Q. What are some of the uses of trusts?

A. There are many different types of trusts used for many purposes. You might consider a trust to, for example, provide for the care, education and support of a minor; to provide income support for a spouse while passing principal on to the next generation; to keep principal away from a beneficiary who cannot be trusted to use it wisely; for protection against creditors; and for many other purposes. Trusts can be established as part of an estate plan to take effect upon death (a testamentary trust), or during your life (an inter-vivos trust). They can be revocable (subject to change by you at anytime) or irrevocable (cannot be changed without the consent of beneficiaries).

Q. Should I have a living trust?

A. Clients frequently have heard from friends or acquaintances, or in "seminars that are sponsored by people who prepare such documents, that everyone needs a living trust. In truth, such a trust can be a very useful tool if there is a need to avoid probate, provide for possible incapacity or maintain confidentiality of dispositions of your property upon your death. But trusts also require a certain degree of complexity which some people would prefer to avoid. As stated above, probate can often be done in an informal proceeding for a relatively modest cost. Living trusts are useful tools for some but are not needed by everyone. It all depends on the individual circumstances of the client.
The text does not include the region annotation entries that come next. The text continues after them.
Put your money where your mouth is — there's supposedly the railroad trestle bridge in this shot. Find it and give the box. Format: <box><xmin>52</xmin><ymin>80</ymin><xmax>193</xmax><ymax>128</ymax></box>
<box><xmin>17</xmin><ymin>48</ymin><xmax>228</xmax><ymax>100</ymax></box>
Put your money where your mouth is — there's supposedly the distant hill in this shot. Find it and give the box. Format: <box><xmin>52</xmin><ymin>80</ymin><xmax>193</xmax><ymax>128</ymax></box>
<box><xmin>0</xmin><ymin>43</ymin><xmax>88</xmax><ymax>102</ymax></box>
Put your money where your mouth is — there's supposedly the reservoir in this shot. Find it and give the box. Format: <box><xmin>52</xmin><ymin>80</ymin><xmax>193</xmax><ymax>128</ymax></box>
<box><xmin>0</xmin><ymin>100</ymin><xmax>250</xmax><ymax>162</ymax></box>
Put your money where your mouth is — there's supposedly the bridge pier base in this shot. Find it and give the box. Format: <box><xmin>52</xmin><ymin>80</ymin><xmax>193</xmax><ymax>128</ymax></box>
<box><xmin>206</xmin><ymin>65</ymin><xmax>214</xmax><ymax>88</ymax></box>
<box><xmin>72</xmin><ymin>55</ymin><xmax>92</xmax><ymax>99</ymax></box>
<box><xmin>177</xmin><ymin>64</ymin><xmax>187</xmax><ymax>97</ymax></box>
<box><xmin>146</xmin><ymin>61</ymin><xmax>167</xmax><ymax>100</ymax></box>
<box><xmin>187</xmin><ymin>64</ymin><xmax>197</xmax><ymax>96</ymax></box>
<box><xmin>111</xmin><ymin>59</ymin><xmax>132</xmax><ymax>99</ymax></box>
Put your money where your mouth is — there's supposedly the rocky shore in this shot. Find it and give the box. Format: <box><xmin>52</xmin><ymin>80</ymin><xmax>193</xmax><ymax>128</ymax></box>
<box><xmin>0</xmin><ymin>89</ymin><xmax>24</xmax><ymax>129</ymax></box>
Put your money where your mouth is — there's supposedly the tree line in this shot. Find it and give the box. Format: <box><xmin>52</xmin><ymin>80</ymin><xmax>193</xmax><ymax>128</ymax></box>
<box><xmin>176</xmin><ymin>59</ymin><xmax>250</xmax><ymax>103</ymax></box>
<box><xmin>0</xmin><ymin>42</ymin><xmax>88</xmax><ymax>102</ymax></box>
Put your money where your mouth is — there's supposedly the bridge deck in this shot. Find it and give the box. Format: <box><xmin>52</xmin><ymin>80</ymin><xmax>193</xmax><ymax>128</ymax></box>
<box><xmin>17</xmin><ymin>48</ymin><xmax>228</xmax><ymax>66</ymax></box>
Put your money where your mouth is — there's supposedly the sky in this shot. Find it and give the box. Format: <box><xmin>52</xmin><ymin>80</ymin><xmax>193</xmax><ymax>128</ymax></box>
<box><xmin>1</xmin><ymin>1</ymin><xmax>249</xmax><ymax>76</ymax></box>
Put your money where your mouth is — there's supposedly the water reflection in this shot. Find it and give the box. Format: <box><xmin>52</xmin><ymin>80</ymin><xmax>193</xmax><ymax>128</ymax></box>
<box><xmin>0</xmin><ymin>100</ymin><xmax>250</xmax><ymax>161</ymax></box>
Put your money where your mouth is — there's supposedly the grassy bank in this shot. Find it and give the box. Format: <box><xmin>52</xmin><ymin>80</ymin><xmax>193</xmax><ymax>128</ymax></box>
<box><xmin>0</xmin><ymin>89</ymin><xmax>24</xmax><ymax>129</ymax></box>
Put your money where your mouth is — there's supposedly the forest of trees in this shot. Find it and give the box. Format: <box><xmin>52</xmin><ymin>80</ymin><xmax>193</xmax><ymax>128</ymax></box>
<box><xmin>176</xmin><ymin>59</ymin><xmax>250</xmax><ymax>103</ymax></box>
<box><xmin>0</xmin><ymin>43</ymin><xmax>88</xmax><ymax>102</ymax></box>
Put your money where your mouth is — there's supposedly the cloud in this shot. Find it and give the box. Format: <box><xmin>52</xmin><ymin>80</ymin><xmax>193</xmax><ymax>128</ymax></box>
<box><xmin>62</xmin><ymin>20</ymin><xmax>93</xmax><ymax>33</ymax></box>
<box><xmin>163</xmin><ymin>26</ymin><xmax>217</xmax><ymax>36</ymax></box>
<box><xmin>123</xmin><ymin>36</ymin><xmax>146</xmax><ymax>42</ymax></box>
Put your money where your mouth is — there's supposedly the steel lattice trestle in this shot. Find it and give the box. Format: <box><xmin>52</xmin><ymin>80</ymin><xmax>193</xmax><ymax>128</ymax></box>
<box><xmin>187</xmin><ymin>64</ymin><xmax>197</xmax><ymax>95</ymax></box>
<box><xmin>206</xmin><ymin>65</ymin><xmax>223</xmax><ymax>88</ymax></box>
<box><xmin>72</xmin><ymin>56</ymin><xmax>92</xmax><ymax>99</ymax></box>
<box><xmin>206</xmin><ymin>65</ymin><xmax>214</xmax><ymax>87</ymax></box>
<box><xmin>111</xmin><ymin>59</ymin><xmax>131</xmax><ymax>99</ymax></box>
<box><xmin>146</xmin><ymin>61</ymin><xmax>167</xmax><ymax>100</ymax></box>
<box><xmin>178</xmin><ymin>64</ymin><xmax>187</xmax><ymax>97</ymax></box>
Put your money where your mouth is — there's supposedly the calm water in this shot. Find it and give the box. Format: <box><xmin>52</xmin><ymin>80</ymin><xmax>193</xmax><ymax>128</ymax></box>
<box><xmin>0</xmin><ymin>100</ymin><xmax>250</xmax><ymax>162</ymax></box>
Q. What are some of the factors which I need to consider in an estate plan?

A. Many special circumstances need to be considered. For example:

  • Are there minor children?

  • Are there children, elderly parents or others with special needs which must be met?

  • Are there prior marriages and/or children by prior marriages?

  • Is there a significant amount of separate property?

  • Is any property located in a foreign country or are any beneficiaries not U.S. citizens?

  • Is there a closely held business or farm encompassing a large part of the estate value?

  • Is the value of the estate, considering both husband and wife, likely to exceed $ 1 million?

  • Should you provide for incapacity, common catastrophe, medical instruction?

Q. How frequently should I review my estate plan?

A. As a general rule, every four or five years. This does not necessarily mean a large legal bill, because if no changes are required a review can be obtained for a modest cost. A review will also be called for if you move to another state, because that state’s laws may differ significantly from those of the state in which you were domiciled when your plan was devised. In addition, a review is advisable in the event of a dramatic change in your finances or in your family situation. For example, a substantial increase in your estate (through increased life insurance, inheritance, gifts, or successful investments) may create opportunities for tax savings, as well as call for further family financial planning. Finally, a divorce will completely reopen the matter of planning your estate.